Internal vascular channel architecture in human auditory ossicles

• Published in: Journal of anatomy Vol. 241; no. 2; pp. 245 - 258
• Main Authors: Manoharan, Shivani M., Gray, Roger, Hamilton, John, Mason, Matthew J.
• Format: Journal Article
• Language: English
• Published: England Wiley Subscription Services, Inc 01.08.2022; John Wiley and Sons Inc
• Subjects: auditory ossicles; Cavities; density; erosion; long process; Middle ear; Mucosa; Original; vascularization; erosion; vascularization; density; middle ear; auditory ossicles; long process
• ISSN: 0021-8782; 1469-7580
• DOI: 10.1111/joa.13661

The vascular supply of the human auditory ossicles has long been of anatomical and clinical interest. While the external blood supply has been well‐described, there is only limited information available regarding the internal vascular architecture of the ossicles, and there has been little comparison of this between individuals. Based on high‐resolution micro‐CT scans, we made reconstructions of the internal vascular channels and cavities in 12 sets of ossicles from elderly donors.
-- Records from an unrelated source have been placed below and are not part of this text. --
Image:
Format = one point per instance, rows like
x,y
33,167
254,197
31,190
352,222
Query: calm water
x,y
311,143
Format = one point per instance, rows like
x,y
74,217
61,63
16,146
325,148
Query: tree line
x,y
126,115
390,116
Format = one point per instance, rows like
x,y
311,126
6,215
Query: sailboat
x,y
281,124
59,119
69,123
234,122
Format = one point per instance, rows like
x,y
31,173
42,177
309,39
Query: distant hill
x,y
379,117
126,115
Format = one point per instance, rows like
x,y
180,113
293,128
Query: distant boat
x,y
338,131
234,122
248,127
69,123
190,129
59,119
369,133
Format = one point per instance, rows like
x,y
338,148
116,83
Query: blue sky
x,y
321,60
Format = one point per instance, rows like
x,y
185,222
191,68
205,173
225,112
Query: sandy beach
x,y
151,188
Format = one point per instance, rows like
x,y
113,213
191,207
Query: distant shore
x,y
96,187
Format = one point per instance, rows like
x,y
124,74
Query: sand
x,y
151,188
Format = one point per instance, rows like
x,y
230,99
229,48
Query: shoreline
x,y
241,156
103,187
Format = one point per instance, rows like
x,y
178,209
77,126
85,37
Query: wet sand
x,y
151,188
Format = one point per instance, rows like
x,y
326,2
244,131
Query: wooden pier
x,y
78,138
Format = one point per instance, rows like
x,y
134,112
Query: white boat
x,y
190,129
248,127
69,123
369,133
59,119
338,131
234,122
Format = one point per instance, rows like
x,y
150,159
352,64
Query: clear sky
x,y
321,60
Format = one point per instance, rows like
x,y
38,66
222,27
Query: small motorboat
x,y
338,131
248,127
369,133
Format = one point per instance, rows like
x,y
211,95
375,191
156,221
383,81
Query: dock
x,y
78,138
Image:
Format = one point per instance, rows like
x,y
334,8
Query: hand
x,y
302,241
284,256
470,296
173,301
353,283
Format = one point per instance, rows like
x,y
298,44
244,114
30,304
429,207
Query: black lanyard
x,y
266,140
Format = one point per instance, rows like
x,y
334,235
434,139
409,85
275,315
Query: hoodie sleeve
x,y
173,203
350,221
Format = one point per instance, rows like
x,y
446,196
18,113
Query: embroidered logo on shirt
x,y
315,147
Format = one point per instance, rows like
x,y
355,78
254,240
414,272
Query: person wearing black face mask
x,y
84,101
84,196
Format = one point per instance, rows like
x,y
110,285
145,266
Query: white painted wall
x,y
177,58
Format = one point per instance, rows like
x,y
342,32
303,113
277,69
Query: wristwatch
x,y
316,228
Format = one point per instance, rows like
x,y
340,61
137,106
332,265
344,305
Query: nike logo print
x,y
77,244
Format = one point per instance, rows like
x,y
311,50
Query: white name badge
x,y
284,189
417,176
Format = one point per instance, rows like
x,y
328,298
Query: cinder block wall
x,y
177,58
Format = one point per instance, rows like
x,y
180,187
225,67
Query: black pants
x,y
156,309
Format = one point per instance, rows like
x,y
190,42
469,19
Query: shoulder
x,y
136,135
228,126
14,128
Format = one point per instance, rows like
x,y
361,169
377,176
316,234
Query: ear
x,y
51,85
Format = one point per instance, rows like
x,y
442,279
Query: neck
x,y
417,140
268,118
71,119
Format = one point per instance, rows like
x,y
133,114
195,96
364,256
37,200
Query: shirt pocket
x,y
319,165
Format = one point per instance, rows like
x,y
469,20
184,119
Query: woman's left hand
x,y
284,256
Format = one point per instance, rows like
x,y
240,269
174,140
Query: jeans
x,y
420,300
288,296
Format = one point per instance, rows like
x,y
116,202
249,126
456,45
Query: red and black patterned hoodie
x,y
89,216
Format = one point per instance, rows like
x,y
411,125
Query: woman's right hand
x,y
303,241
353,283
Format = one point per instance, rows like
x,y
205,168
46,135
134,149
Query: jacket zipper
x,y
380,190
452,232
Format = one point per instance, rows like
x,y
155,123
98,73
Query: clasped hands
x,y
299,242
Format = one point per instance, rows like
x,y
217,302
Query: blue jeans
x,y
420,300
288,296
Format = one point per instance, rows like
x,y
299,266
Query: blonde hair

Despite considerable individual variation, a common basic pattern was identified. The presence of channels within the stapes footplate was confirmed. The long process of the incus and neck of the stapes showed signs of bony erosion in all specimens examined. More severe erosion was associated with interruption of some or all of the main internal vascular channels which normally pass down the incudal long process; internal excavation of the proximal process could interrupt vascular channels in ossicles which did not appear to be badly damaged from exterior inspection. An awareness of this possibility may be helpful for surgical procedures that compromise the mucosal blood supply. We also calculated ossicular densities, finding that the malleus tends to be denser than the incus. This is mainly due to a lower proportion of vascular channels and cavities within the malleus. The major internal vascular channels and cavities of the human malleus and incus were reconstructed using micro‐computed tomography. Although there was substantial variation between individuals, a common basic pattern was identified. Erosion of the long process of the incus can interrupt internal channels, which could leave this process more vulnerable to surgical insult.